Publié le 05 octobre 2017

ENTREPRISES RESPONSABLES

L'interdiction d'Uber à Londres prouve que la RSE devient la nouvelle "licence to operate"

Fin septembre, Uber se faisait retirer sa licence d’exploitation par l’autorité de transports de Londres. Une décision motivée par un manque de responsabilité sociale de l'entreprise (RSE). Une première qui pourrait bien faire école.

En décidant de ne pas renouveler la licence d'exploitation d'Uber par manque de RSE, l'autorité des transports de Londres a marqué un tournant en matière de "licence to operate"
Pixabay

Fin septembre, l’autorité des transports londonienne (TFL) signifiait à la compagnie de voitures avec chauffeur Uber le non-renouvellement de sa licence d’exploitation. Conséquence : interdiction d'exercer dans les rues de Londres. La raison en est "a lack of corporate responsibility" (un manque de responsabilité sociétale), c'est-à-dire un défaut de RSE !
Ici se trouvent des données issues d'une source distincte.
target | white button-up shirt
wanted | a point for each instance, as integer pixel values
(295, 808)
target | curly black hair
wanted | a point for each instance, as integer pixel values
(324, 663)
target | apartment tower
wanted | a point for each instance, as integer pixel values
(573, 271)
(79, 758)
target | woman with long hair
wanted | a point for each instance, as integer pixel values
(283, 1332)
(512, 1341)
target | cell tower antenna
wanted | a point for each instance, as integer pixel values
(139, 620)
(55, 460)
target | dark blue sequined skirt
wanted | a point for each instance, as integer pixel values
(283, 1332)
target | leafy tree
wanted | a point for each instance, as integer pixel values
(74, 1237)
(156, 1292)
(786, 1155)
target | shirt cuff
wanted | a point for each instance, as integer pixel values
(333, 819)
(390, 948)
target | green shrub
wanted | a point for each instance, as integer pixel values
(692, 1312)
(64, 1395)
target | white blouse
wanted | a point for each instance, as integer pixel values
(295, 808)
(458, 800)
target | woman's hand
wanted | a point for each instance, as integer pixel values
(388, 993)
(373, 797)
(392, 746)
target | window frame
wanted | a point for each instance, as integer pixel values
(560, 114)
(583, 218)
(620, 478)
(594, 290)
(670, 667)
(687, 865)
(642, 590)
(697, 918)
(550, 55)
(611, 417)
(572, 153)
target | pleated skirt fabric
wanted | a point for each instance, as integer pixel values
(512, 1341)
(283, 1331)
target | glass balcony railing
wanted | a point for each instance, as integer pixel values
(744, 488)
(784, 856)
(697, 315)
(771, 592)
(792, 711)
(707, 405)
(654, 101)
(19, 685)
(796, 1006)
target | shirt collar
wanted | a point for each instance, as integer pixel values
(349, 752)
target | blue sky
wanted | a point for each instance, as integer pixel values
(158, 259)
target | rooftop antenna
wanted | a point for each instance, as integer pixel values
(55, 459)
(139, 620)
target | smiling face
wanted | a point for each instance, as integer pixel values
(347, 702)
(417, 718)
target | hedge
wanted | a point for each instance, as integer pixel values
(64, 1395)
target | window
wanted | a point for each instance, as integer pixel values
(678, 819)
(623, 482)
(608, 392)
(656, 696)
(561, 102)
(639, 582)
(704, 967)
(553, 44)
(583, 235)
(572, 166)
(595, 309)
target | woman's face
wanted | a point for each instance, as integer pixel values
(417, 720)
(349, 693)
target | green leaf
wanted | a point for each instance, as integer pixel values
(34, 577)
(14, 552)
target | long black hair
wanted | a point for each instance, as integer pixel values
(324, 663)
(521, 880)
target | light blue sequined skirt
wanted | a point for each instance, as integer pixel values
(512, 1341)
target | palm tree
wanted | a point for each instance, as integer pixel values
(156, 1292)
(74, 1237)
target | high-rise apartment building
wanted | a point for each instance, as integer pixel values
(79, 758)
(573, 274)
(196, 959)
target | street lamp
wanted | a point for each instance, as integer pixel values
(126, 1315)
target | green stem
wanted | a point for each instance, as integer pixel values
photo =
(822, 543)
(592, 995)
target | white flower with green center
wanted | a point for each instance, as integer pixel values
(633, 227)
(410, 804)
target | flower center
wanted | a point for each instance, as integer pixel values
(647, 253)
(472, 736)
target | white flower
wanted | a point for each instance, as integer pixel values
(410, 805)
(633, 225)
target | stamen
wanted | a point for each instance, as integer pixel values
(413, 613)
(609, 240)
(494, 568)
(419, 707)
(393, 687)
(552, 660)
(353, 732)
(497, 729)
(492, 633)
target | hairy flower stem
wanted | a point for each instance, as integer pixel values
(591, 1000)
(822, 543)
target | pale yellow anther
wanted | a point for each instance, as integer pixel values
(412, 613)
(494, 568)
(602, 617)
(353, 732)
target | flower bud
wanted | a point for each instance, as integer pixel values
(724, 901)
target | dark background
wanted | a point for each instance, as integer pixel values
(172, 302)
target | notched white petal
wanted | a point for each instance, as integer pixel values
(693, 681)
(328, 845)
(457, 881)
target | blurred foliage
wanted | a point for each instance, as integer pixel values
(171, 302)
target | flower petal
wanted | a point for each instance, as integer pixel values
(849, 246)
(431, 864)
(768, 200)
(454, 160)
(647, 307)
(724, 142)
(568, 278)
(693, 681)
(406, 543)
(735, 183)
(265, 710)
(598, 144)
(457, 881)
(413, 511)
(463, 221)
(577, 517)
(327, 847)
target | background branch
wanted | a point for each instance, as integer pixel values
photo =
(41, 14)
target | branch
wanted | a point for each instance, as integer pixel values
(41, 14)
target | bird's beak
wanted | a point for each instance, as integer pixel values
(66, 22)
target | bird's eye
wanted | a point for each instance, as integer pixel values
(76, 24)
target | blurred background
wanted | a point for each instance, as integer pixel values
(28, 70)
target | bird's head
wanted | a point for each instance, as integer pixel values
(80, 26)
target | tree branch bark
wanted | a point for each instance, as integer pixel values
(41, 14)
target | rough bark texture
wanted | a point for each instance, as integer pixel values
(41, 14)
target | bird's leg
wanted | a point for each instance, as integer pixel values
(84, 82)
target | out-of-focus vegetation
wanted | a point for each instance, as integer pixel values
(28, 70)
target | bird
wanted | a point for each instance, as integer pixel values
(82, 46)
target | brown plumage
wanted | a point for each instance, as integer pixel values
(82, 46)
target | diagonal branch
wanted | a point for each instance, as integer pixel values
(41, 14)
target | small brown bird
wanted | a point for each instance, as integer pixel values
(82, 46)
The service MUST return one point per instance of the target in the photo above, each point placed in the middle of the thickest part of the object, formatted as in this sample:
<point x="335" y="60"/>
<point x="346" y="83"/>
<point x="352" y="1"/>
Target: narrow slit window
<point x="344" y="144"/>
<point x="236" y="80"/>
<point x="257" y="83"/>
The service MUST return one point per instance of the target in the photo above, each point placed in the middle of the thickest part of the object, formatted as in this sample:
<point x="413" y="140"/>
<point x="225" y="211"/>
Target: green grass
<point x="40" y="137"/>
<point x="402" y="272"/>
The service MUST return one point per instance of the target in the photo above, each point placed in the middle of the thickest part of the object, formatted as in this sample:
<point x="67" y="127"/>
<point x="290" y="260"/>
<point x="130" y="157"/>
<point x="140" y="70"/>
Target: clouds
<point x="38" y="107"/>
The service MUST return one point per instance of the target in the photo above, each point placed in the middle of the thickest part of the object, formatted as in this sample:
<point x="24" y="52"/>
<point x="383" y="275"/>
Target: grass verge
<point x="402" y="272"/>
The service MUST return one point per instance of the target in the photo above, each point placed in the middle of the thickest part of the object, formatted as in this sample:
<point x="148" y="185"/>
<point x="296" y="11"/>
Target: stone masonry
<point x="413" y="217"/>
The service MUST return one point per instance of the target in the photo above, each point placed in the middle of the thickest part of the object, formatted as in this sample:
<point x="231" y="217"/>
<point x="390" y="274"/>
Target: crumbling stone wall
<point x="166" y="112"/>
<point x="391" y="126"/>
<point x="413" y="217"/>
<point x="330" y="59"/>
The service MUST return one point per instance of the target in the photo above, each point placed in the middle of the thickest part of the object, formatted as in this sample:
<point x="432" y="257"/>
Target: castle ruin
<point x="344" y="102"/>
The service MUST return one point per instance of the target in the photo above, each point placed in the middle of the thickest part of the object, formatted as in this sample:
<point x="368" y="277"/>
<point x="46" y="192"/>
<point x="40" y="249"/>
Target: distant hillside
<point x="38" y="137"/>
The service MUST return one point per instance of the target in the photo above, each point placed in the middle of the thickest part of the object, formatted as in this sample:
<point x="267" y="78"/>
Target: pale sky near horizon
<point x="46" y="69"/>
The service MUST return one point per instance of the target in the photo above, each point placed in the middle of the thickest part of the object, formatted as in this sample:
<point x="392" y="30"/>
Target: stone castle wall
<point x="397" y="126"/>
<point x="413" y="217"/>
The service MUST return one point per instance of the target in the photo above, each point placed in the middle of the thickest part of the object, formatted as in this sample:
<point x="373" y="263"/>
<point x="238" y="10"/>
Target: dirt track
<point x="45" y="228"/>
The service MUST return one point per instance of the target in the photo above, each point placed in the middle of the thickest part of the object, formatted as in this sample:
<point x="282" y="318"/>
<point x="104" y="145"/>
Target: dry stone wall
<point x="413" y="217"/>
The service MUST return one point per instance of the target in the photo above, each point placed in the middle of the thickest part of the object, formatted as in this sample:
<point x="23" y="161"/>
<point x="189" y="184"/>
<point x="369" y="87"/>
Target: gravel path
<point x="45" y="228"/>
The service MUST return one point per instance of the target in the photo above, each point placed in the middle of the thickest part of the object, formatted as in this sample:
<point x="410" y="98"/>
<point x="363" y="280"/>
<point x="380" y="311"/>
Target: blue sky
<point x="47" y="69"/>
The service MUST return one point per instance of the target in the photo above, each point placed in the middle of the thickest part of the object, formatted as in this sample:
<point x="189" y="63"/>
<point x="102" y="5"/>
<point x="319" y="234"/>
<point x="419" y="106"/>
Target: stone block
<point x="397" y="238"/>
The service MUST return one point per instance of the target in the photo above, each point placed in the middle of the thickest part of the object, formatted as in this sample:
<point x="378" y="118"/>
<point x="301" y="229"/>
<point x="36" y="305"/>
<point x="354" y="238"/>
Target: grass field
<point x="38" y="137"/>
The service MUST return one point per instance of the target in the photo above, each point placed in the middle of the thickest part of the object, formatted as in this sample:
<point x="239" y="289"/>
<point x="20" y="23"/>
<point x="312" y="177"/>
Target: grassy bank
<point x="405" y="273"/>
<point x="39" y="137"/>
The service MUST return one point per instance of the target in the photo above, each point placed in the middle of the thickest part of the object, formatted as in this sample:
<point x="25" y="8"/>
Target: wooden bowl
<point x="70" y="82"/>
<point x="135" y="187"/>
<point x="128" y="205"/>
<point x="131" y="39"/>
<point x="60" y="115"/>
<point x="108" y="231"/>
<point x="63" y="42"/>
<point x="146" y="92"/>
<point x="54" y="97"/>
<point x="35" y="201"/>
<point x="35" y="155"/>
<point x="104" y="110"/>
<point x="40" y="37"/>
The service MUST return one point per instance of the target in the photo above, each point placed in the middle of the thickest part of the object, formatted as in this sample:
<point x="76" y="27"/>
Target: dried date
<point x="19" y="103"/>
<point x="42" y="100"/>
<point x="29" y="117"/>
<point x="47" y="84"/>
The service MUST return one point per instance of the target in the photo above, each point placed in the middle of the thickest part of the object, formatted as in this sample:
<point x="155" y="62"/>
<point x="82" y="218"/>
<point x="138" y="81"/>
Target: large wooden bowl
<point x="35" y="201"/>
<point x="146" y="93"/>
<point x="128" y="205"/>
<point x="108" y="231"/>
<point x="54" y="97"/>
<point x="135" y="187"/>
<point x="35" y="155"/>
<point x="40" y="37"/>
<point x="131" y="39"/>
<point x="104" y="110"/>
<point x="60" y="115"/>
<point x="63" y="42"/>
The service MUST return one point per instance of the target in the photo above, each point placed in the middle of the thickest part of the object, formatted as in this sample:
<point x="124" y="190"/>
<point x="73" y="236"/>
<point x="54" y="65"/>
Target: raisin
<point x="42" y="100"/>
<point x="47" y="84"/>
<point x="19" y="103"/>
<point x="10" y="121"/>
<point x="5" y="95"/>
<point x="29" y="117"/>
La TFL dénonce des failles en matière de "sûreté et de sécurité" comme un manque de fiabilité des certificats médicaux, de mauvaises vérifications des casiers judiciaires, l’utilisation d’un logiciel permettant aux chauffeurs de ne pas se faire repérer quand ils exercent dans des lieux interdits... En conséquence, l’entreprise pourrait être privée d’un de ses marchés les plus profitables, qui compte près de 3,5 millions de clients… Depuis Uber a fait appel et des discussions se sont engagées avec le maire de Londres, Sadiq Khan.

D'autres villes préoccupées

Les questions soulevées par la capitale britannique ont touché d’autres villes, comme Québec. La ville canadienne a également retiré la licence d'opérer en dénonçant les conditions d’emploi et de travail de ses chauffeurs, ainsi qu'une concurrence déloyale envers les taxis. Cette fois-ci, la stratégie de l'entreprise ne fut pas la même. Le marché n’étant pas aussi juteux, Uber a décidé de quitter les lieux.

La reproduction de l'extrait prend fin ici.